- Born: 31 October 1930 Paris, France
- Died: 1 May 2024 (aged 93)
- Occupations: Dancer, choreographer, author
- Spouse: Françoise Dupuy ​ ​(m. 1951; died 2022)​
- Relatives: Marcel Michaud (father-in-law)

= Dominique Dupuy (dancer) =

French dancer and choreographer (1930–2024)

Dominique Dupuy (31 October 1930 – 1 May 2024) was a French dancer and choreographer of modern dance. He is best known as a pioneer of modern dance in France. Additionally, he ran a choreographic centre as well as an annual dance festival in Provence.

==Biography==

===Early life===
Dominique Dupuy was born on 31 October 1930 in Paris. He was first trained as an eight-year-old by choreographer Jean Weidt and later by Doryta Brown. He was then trained by the American choreographer Jerome Andrews. During the Second World War, he left Paris for rural France, and he learned how to act. Shortly after the war, he resumed lessons with Weidt, and took lessons in classical dance with Olga Preobrajenska, Nicolas Zverev, and Merce Cunningham. Additionally, he took more acting lessons with Charles Dullin and Marcel Marceau.

===Career===
He started his career as a dancer for his former teacher, Jean Weidt, where he met his future wife. Shortly afterwards, as Weidt returned to Germany, he established a dance company with his wife called Les Ballets Modernes de Paris. Together, they have choreographed many dance performances. Their dances have been inspired by Vaslav Nijinsky, Deryk Mendel, Michel Fokine and Régine Chopinot. One of their main dancers has been José Montalvo.

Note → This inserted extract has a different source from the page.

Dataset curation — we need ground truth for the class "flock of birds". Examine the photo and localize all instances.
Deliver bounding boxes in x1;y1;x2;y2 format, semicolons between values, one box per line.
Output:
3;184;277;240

Later, they also established the Mas de la danse, a choreographic center in Fontvieille, Bouches-du-Rhône, in the South of France. On top of dance performances, they also organized conferences on dance open to the public. Additionally, they established the annual Les Baux-de-Provence Dance Festival in Les Baux-de-Provence.

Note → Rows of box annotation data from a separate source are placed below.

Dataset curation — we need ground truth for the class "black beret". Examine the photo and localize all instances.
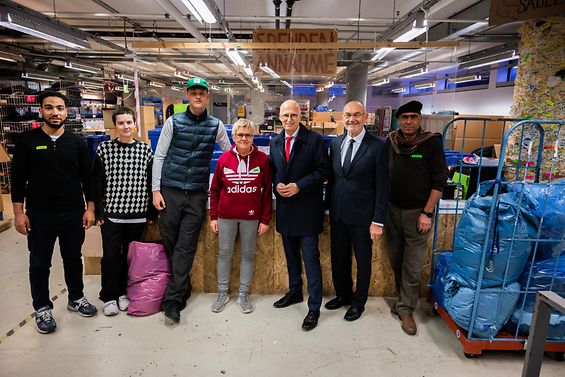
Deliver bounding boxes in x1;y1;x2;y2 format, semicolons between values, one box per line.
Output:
394;101;423;119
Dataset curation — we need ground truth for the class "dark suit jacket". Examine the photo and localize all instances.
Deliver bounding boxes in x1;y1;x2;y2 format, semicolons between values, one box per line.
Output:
327;132;388;227
269;125;328;237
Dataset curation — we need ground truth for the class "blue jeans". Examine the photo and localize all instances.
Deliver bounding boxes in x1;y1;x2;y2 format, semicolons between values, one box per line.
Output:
282;235;323;310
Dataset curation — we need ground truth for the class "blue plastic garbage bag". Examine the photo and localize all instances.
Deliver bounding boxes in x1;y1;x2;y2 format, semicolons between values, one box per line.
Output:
512;180;565;260
449;181;537;288
444;278;520;339
432;253;452;309
506;254;565;340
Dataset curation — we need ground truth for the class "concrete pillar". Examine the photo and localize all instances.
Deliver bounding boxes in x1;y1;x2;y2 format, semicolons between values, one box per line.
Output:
345;63;369;103
316;88;329;106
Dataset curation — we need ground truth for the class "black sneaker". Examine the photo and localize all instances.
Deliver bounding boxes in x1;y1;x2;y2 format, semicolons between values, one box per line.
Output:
67;297;97;317
35;306;57;334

He has also taught dance and practised as a choreographer on his own. For example, he served as the Director of the Dance Department at the Institute of Musical and Choreographic Pedagogy from 1991 to 1995. More recently, in 2012–2013, he choreographed Act Without Words I and Act Without Words II, two short plays by Samuel Beckett. The first one was performed at the Théâtre national de Chaillot in Paris.

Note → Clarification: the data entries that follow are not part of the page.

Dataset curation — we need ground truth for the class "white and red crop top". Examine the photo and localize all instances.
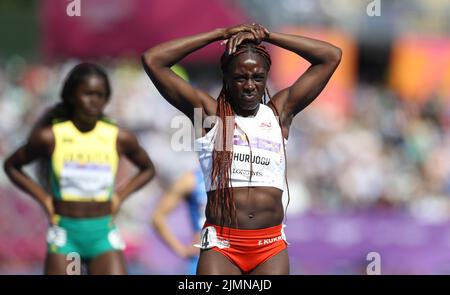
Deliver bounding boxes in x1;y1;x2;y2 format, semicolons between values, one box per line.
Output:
195;104;287;191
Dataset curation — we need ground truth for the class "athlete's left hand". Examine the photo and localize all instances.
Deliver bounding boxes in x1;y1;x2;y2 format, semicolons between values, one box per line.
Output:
111;193;121;216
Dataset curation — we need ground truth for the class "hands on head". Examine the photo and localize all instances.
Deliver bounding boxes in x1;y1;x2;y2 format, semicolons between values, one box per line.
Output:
221;23;270;55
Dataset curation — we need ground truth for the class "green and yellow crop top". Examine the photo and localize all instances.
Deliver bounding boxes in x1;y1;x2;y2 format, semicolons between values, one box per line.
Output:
50;120;119;202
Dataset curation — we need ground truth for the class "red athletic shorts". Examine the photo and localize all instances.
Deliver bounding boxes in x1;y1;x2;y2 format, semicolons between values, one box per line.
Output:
200;223;287;273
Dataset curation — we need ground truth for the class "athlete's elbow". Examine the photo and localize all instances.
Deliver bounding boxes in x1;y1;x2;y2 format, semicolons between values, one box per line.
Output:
141;49;156;71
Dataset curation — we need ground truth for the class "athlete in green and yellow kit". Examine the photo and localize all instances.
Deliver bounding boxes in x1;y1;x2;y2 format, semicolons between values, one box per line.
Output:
5;63;155;274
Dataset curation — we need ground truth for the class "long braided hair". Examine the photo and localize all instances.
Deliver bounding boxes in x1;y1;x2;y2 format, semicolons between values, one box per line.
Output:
210;42;289;227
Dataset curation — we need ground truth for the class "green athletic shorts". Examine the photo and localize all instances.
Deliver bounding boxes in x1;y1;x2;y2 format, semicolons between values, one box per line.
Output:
47;215;125;259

He has been called a pioneer of modern dance in France.

===Personal life===
He was married to Françoise Dupuy, the daughter of art critic Marcel Michaud (1898–1958), and also a dancer, since 1951. They met during a dance class taught by Jean Weidt. Françoise died in September 2022. Dupuy died on 1 May 2024, at the age of 93.

==Dances==
- En pure perte (1969)
- Cercle dans tous ses états (1978)
- En vol (1983)
- L'Homme debout, il... (1995)
- Opus 67-97 (1997)
- L'Estran (2005)
- Le Regard par-dessus le col (2007)
- Acte sans paroles I (2011)
- Acte sans paroles II (2014)

==Bibliography==
- Dominique Dupuy, Frédéric Pouillaude, Daniel Dobbels, Claude Rabant. Danse et politique. Démarche artistique et contexte historique (Centre national de la danse, 2003).
- Dominique Dupuy. Quant à la danse (2004).
- Dominique Dupuy. La Sagesse du danseur (Jean-Claude Béhar, 2005).
- Dominique Dupuy. Danse contemporaine: pratique et théorie Marsyas, écrits pour la danse. (Images en manœuvres, 2008).